Se han dado casos de jueces a los que se les olvida renovar la prisión provisional de conocidos traficantes de drogas o capos mafiosos, o que mantienen extrañas connivencias con constructores de dudosa moral. Y tenemos también el penoso espectáculo del Consejo del Poder Judicial y el Tribunal Constitucional donde, por ideología o agradecimiento al que proporciona el cargo, cada uno se alinea en su trinchera, independientemente del tema que se trate.
Parece claro pues, que la representación simbólica de la Justicia debería llevar los ojos bien abiertos y en el platillo de la balanza, las creencias, los perjuicios, la ideología e incluso los intereses de los jueces.

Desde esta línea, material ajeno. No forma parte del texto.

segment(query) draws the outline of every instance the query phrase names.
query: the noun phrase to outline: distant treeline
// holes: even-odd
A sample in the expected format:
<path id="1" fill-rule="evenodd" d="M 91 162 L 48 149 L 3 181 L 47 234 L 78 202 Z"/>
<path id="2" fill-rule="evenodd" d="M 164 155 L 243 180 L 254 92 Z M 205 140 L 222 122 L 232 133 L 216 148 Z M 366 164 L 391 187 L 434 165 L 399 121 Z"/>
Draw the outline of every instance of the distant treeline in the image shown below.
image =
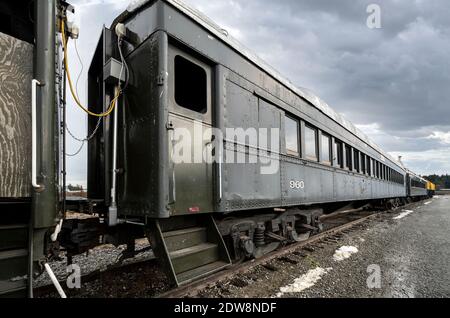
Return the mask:
<path id="1" fill-rule="evenodd" d="M 83 186 L 79 185 L 79 184 L 73 185 L 73 184 L 69 183 L 69 185 L 67 186 L 67 190 L 69 190 L 69 191 L 83 191 Z"/>
<path id="2" fill-rule="evenodd" d="M 424 176 L 424 178 L 433 182 L 438 189 L 450 189 L 450 176 L 448 174 L 442 176 L 432 174 L 431 176 Z"/>

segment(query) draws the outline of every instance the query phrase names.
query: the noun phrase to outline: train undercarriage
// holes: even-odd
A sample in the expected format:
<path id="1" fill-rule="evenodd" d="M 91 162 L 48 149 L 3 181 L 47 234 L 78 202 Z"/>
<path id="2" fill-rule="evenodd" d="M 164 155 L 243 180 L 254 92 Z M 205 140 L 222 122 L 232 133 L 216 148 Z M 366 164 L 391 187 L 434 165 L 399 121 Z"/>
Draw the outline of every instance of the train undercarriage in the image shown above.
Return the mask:
<path id="1" fill-rule="evenodd" d="M 59 242 L 50 250 L 54 252 L 53 257 L 59 257 L 59 251 L 64 251 L 71 263 L 74 255 L 101 244 L 126 245 L 119 260 L 123 261 L 142 252 L 136 249 L 135 240 L 147 238 L 171 283 L 179 286 L 231 263 L 259 258 L 280 247 L 307 240 L 323 230 L 323 218 L 334 214 L 391 210 L 426 198 L 342 202 L 157 220 L 124 218 L 115 227 L 108 227 L 104 222 L 106 215 L 98 202 L 72 200 L 68 207 L 77 213 L 74 217 L 68 214 Z"/>

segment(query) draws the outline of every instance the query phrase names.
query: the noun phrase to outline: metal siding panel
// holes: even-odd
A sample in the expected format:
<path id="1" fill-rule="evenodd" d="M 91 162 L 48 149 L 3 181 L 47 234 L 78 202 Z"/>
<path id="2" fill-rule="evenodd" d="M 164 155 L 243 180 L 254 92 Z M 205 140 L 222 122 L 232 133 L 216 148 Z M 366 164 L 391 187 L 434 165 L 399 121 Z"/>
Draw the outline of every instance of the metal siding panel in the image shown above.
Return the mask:
<path id="1" fill-rule="evenodd" d="M 0 33 L 0 198 L 31 196 L 33 45 Z"/>
<path id="2" fill-rule="evenodd" d="M 257 128 L 258 98 L 230 81 L 227 81 L 226 84 L 226 94 L 225 129 Z"/>
<path id="3" fill-rule="evenodd" d="M 332 201 L 333 190 L 331 172 L 311 166 L 305 166 L 304 170 L 306 201 L 308 203 Z"/>
<path id="4" fill-rule="evenodd" d="M 283 205 L 304 204 L 307 201 L 306 192 L 306 167 L 296 162 L 282 160 L 282 200 Z M 305 182 L 304 189 L 291 188 L 291 181 Z"/>

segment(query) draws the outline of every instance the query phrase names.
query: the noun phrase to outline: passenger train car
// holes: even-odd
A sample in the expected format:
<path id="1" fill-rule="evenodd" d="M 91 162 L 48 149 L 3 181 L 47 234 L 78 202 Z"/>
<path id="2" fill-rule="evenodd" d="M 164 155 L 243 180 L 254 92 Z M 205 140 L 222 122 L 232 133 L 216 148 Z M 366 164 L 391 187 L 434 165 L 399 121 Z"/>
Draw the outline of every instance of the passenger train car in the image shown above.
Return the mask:
<path id="1" fill-rule="evenodd" d="M 89 198 L 106 208 L 117 192 L 117 220 L 145 219 L 175 284 L 303 238 L 311 232 L 305 224 L 319 230 L 327 204 L 407 196 L 408 174 L 395 160 L 179 1 L 139 2 L 103 30 L 89 72 L 89 104 L 97 105 L 91 111 L 104 111 L 98 106 L 114 96 L 108 83 L 110 65 L 119 60 L 118 27 L 126 29 L 129 84 L 117 131 L 106 125 L 90 143 Z M 196 128 L 206 133 L 194 136 L 187 160 L 177 162 L 177 131 L 191 136 Z M 222 135 L 213 136 L 211 128 Z M 230 128 L 244 137 L 225 134 Z M 278 147 L 250 140 L 252 129 L 278 131 L 267 138 Z M 202 146 L 219 160 L 195 162 Z M 247 161 L 235 163 L 239 156 Z M 263 173 L 264 162 L 276 169 Z M 418 195 L 412 186 L 411 196 Z M 110 225 L 117 220 L 114 215 Z M 190 239 L 205 226 L 206 237 Z M 172 240 L 190 243 L 172 246 Z"/>
<path id="2" fill-rule="evenodd" d="M 10 180 L 0 180 L 0 293 L 27 285 L 32 296 L 30 281 L 10 278 L 50 271 L 45 262 L 59 247 L 69 261 L 103 243 L 127 244 L 123 256 L 132 257 L 141 237 L 182 285 L 306 239 L 324 213 L 430 194 L 425 180 L 201 13 L 178 0 L 138 1 L 101 31 L 88 72 L 88 199 L 77 206 L 94 217 L 65 219 L 57 127 L 65 127 L 66 76 L 72 89 L 64 48 L 76 37 L 66 19 L 73 8 L 35 3 L 33 20 L 0 6 L 27 21 L 25 34 L 0 30 L 0 49 L 29 55 L 11 52 L 2 65 L 13 61 L 32 92 L 13 84 L 14 100 L 0 95 L 0 111 L 21 114 L 14 138 L 26 145 L 0 154 L 0 176 Z M 34 68 L 21 62 L 32 54 Z M 0 136 L 9 132 L 2 124 Z M 22 164 L 12 171 L 15 157 Z"/>

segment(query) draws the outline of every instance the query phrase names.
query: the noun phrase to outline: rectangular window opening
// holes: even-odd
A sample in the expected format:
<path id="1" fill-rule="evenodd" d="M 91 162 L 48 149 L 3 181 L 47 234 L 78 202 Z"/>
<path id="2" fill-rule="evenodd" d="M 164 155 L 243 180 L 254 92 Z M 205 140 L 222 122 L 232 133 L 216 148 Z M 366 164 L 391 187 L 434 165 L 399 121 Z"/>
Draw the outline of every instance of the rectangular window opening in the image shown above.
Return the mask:
<path id="1" fill-rule="evenodd" d="M 355 171 L 360 172 L 360 170 L 359 170 L 359 151 L 356 149 L 353 150 L 353 161 L 355 163 Z"/>
<path id="2" fill-rule="evenodd" d="M 175 102 L 189 110 L 206 113 L 207 105 L 207 75 L 203 67 L 175 56 Z"/>
<path id="3" fill-rule="evenodd" d="M 317 161 L 317 129 L 305 126 L 305 156 Z"/>
<path id="4" fill-rule="evenodd" d="M 345 168 L 352 170 L 352 147 L 345 145 Z"/>
<path id="5" fill-rule="evenodd" d="M 342 142 L 335 140 L 334 142 L 334 157 L 336 160 L 336 165 L 339 168 L 344 168 L 344 162 L 342 160 Z"/>
<path id="6" fill-rule="evenodd" d="M 331 137 L 322 133 L 321 139 L 320 160 L 326 164 L 331 164 Z"/>
<path id="7" fill-rule="evenodd" d="M 286 153 L 288 155 L 299 156 L 299 123 L 288 116 L 284 117 L 284 131 L 286 141 Z"/>

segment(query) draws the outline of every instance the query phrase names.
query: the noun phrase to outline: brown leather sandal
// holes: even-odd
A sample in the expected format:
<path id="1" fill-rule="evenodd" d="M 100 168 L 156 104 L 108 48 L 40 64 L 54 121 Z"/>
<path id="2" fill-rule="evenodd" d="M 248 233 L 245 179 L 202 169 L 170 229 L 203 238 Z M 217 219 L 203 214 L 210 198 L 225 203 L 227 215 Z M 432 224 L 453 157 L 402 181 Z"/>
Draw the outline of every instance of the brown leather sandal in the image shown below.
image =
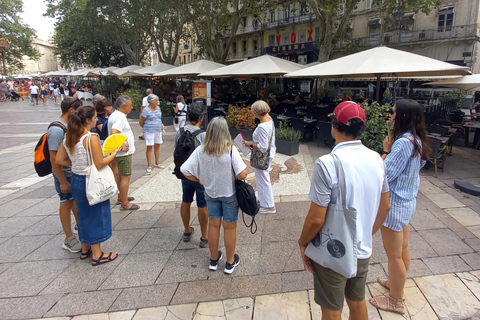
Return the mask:
<path id="1" fill-rule="evenodd" d="M 390 296 L 380 295 L 376 296 L 375 298 L 370 298 L 368 300 L 372 306 L 377 309 L 404 314 L 405 313 L 405 303 L 403 299 L 393 299 Z"/>
<path id="2" fill-rule="evenodd" d="M 379 283 L 382 287 L 384 287 L 384 288 L 387 289 L 387 290 L 390 290 L 390 287 L 387 285 L 387 281 L 388 281 L 387 278 L 378 277 L 378 278 L 377 278 L 377 281 L 378 281 L 378 283 Z"/>

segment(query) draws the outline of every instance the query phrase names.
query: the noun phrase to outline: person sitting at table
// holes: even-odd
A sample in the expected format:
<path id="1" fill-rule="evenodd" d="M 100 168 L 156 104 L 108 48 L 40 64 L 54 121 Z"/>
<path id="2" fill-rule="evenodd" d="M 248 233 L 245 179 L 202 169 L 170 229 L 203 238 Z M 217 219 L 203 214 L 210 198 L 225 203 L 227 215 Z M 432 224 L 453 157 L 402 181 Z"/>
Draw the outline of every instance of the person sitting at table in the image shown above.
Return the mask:
<path id="1" fill-rule="evenodd" d="M 344 101 L 352 101 L 352 98 L 350 98 L 350 96 L 346 92 L 343 93 L 342 102 Z"/>

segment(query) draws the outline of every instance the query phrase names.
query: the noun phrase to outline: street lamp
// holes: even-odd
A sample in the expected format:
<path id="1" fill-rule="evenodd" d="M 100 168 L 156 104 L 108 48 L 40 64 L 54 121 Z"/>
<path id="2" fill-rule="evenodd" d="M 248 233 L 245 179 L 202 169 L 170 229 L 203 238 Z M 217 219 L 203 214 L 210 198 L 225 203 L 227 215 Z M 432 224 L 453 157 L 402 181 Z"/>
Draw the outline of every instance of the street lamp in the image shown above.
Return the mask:
<path id="1" fill-rule="evenodd" d="M 6 61 L 6 54 L 8 50 L 8 46 L 10 45 L 10 41 L 5 38 L 0 38 L 0 53 L 2 54 L 2 61 L 3 61 L 3 74 L 7 75 L 7 61 Z"/>

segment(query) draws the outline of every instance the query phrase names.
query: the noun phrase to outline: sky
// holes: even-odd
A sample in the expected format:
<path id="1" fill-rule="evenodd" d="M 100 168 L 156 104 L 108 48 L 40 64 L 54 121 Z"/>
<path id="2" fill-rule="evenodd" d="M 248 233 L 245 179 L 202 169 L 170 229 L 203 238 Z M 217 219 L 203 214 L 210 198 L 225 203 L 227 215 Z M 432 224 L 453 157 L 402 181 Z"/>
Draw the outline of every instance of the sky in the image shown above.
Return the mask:
<path id="1" fill-rule="evenodd" d="M 43 0 L 23 0 L 23 22 L 37 32 L 37 38 L 49 40 L 53 37 L 55 20 L 43 16 L 47 5 Z"/>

Humanos, al fin y al cabo, quizás no pueda ser de otra manera.
El problema es que, como nos enseñaron de pequeños, el Poder Judicial es un poder del Estado, aunque a mi parecer es un órgano un tanto peculiar. Mientras que el Legislativo y el Ejecutivo tienen clara su legitimación democrática en un proceso electoral, no alcanzo a entender de dónde proviene la legitimación del Poder Judicial. Parece ser que de unas oposiciones. Los jueces no son elegidos ni son responsables ante ningún órgano de la representación popular. Sus errores sólo son corregidos por las sentencias de los tribunales superiores. Un cargo electo que no haga bien su trabajo o que cometa muchos dislates, podrá perder su puesto en las elecciones siguientes, un juez lo será hasta que se jubile.
Esto nos lleva a otro tema de actualidad en estos días: el proceso de selección. ¿Quién y cómo se selecciona a los jueces? La propuesta del ministro de Justicia de abrir nuevas vías de acceso a la judicatura ha suscitado reacciones mayoritarias de las distintas asociaciones de jueces y fiscales a favor de la oposición. Quizá sea humanamente comprensible que aquellos que han alcanzado una meta difícil, después de duros esfuerzos y años de reclusión, rodeados de leyes y códigos, vean con prevención que otros consigan lo mismo por vías más fáciles. Pero lo que debería realmente preocuparnos, es cómo seleccionar los candidatos más adecuados al perfil de los jueces que esta sociedad necesita, con el menor coste económico y humano posible.
Las oposiciones encierran durante años a miles de aspirantes apartándolos de la sociedad y la vida, con grandes costes económicos y humanos para los que llegan, y mucho más para los que no lo hacen nunca. Es verdad que este sistema garantiza un exhaustivo conocimiento de temas de derecho, pero no la selección de jueces capaces de aplicar la ley por encima de sus prejuicios, ideologías o intereses. Aunque quizá habría que dejar estos temas en manos más expertas, o tal vez no. Lo que sin duda habría que hacer es abrir un debate, el tema lo merece.
Juana Vázquez es escritora y catedrática de Lengua y Literatura.